After nearly two years in solitary confinement, Saddam seemed buoyed by the chance to talk in court Monday.
What he talked about mostly was the hum-drum of prison life.
But one passage seemed tinged with darker possibilities. That came when Saddam's chief lawyer, Khalil al-Dulaimi, was talking to him about the merits of the prosecution and defense teams. "Mr. President, about what you suggested, I think that if we find a weak member in our team we take him off, but if there is a weak member in that team we leave him there," Dulaimi said, as recorded by a translator for The Chicago Tribune and passed to other news organizations.
In the notes distributed by The Chicago Tribune, the reference to "that team" was interpreted as meaning the prosecution. The Tribune's notes, referring to Dulaimi, said, "He made a little underhand cupping motion with his hand as he said the words 'Take him off.' "

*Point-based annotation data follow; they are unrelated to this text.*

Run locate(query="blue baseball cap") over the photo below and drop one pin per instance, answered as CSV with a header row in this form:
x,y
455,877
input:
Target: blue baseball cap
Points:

What exactly did Dulaimi mean?
Removing a weak lawyer from the defense team was understandable enough. But by what means did the chief lawyer imagine that he or anybody on the defense team could choose to "leave" -- or not leave - - a member of the prosecution team in place?
For the rest, Saddam seemed pretty much like any other prisoner. He compared notes on conditions at the American detention centers with Awad al-Bandar, the former chief judge of the revolutionary court under Saddam. "I don't care for the food," Saddam said. "I only eat what I like." Then he added, "I walk through four iron gates to get to the area where I can take my morning walk." The walking space, he said, is "maybe 9 meters long. . . . There's an eye on me 24 hours a day."

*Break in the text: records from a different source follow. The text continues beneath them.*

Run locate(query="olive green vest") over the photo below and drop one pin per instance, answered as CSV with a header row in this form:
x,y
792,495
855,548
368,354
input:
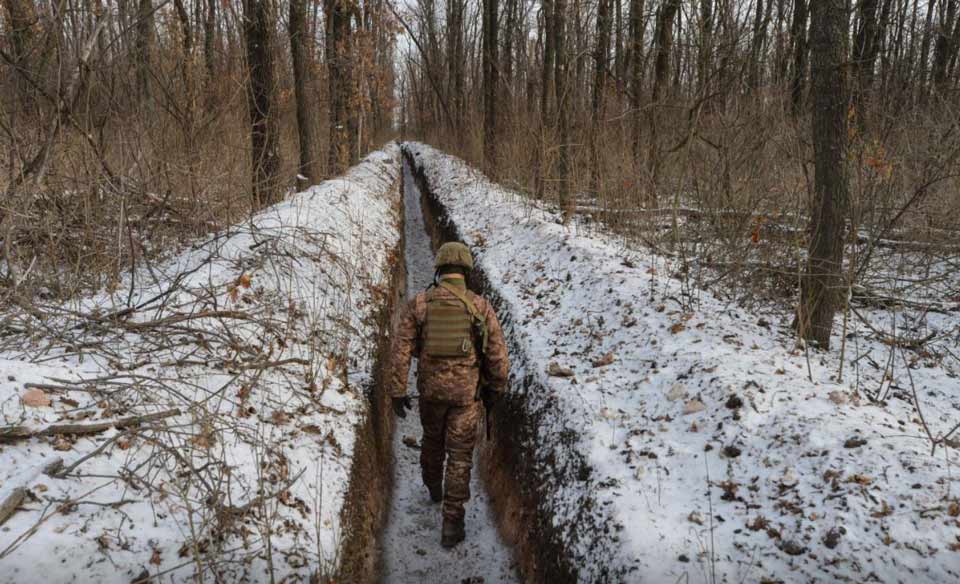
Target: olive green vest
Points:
x,y
448,332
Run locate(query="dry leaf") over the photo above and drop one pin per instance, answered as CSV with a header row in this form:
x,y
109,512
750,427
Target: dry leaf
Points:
x,y
860,479
35,398
62,444
604,361
556,370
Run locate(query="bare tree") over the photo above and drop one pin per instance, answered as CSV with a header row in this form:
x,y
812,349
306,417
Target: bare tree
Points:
x,y
343,122
821,285
258,26
490,77
798,35
301,51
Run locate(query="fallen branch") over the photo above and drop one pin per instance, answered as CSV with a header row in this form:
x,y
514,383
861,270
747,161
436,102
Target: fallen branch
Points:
x,y
12,499
19,432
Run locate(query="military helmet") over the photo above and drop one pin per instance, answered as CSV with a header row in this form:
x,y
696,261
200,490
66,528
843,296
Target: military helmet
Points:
x,y
454,254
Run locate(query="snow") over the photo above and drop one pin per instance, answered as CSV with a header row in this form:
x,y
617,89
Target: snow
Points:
x,y
264,336
411,542
779,471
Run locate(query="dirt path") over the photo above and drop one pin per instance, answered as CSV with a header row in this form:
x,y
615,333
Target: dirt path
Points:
x,y
411,544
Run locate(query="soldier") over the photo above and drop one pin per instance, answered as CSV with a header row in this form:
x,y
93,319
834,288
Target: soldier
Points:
x,y
457,340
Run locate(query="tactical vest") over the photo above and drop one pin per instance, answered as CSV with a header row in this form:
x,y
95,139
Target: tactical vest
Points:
x,y
449,330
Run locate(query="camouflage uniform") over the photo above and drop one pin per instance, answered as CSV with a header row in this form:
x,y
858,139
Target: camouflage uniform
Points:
x,y
449,411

The notes added, "Saddam said he was offered family visits but he refused, saying something about how the women could be crying if they had to endure the circumstances of visiting him."
Saddam at one point during the trial demanded the chief judge reprove the American military guards who he said manhandled him on his way to the courtroom.
"I want you to order them, not tell them," Saddam thundered, after the judge, Rizgar Mohammed Amin, said he would tell the Americans of the complaints. "I don't want you to tell them. Order them! They are in our country. You are an Iraqi. They are foreigners and occupiers and invaders, so you must condemn them. Otherwise, you are a small boat rocking in the waves."
Despite his feisty exchanges with the judge, Saddam seemed to be in a chastened mood.
At another point, he slipped momentarily into self- disparagement, saying, "Saddam is not a lion anymore, so don't be afraid of him."